Akamai noted that the best way to know if a device is susceptible to this UPnP vulnerability is to scan the endpoint and audit the NAT table entries.

If a router is affected, the options to fix it are limited to replacing it with a different, unaffected device or disabling UPnP services, which can negatively impact other areas of the network.

However, according to Akamai, "there is no reason for these problems to exist where basic security models are being followed."

In other news

  • AMD and Microsoft released patches this week for the Spectre vulnerability. One variant of Spectre already received software patches from AMD, but the second variant required both microcode and operating system updates. Both AMD and Microsoft released those updates on Monday. "While we believe it is difficult to exploit Variant 2 on AMD processors, we actively worked with our customers and partners to deploy the above described combination of operating system patches and microcode updates for AMD processors to further mitigate the risk," AMD's senior vice president and CTO Mark Papermaster wrote in a security update.

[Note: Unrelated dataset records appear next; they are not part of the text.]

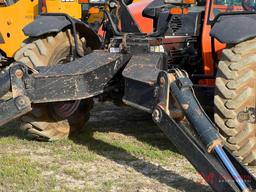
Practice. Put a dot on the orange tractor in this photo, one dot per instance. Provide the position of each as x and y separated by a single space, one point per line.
170 58
232 83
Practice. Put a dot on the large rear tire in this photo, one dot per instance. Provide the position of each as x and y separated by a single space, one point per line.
235 100
53 121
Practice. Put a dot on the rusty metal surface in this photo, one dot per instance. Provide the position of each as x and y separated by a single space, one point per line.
80 79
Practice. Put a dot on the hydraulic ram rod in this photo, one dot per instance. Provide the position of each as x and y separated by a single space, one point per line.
183 93
206 140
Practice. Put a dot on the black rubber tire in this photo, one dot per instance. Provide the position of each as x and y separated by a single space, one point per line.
235 100
43 123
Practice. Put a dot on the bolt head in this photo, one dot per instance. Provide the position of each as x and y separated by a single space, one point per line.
156 115
19 73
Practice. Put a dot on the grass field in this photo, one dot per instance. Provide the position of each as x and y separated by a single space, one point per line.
120 150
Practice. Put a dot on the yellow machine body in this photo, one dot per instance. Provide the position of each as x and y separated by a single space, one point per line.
14 17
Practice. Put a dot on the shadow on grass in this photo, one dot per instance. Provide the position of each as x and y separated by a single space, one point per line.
12 130
122 157
130 122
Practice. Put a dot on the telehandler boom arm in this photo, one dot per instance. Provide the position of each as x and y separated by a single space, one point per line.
93 74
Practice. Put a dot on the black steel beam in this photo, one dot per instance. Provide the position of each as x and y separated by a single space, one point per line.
80 79
192 148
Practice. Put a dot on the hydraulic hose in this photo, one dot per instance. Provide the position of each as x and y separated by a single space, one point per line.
5 81
183 92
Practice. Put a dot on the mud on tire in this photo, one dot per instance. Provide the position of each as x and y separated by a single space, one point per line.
44 123
235 100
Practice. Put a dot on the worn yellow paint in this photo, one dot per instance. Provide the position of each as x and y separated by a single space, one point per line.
13 18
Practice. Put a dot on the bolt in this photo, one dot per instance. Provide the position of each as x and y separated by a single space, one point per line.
156 115
21 102
162 80
19 73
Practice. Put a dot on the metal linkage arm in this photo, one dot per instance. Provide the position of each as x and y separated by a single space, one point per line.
82 78
200 144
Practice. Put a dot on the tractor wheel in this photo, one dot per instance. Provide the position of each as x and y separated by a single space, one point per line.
235 100
53 121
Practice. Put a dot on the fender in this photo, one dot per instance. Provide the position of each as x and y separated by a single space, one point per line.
1 39
233 29
53 24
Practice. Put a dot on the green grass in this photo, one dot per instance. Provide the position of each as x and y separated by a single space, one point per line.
27 165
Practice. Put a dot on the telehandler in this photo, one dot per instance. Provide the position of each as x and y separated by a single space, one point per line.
64 65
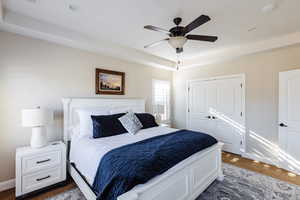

Microsoft released the operating system patches for Windows 10 and AMD released the microcode patches for AMD processors going back to "Bulldozer" core products. AMD had initially downplayed the severity of the Spectre vulnerability, and patches for both Meltdown and Spectre have had varying levels of success.
  • The Mozilla Foundation released its 2018 Internet Health Report this week and looked at some of the biggest issues with the internet from a human perspective, with focus on how people experience privacy, openness, inclusion, web literacy and decentralization of control on the internet today. This included looking at the scale of technology companies like Google, Facebook and Amazon and what this consolidation of power means for the market. It also looked at the flawed online advertising system and how it led us to the era of "fake news." Finally, it looked at the security of IoT devices and how they have generated struggles in software, hardware and governance. According to the Mozilla Foundation's executive director, Mark Surman, Facebook and the debacle with Cambridge Analytica played a huge role in the direction of the report, because it raised a lot of questions. "What do we do about the data of up to 87 million people floating around, unrecoverable? Can artificial intelligence help address suspicious behaviour around elections? What are Facebook's responsibilities to users and the public?" Surman wrote in a blog post. "Unsurprisingly, it was also quite scattered. We do not yet have a collective mental map of how issues like these connect."
  • Proof-of-concept code has been published for a critical vulnerability in the Drupal content management system that was discovered last month and it is now being exploited. The code was published on GitHub by a Russian security researcher and enables attackers to exploit the vulnerability, dubbed Drupalgeddon 2.0. Security company Sucuri first spotted exploitation of the Drupal vulnerability on April 12, 2018 -- only a few hours after Check Point Research published a blog post about the proof-of-concept code on GitHub. The vulnerability enables attackers to take control of websites that use the Drupal content management system -- which means that more than one million websites running Drupal could be exploited. The Drupal security team released a patch for the vulnerability on March 28, and at the time there were no known exploits in the wild. Security researchers are not yet aware of any sites that have been completely taken over, so it's recommended that Drupal users apply the patches immediately.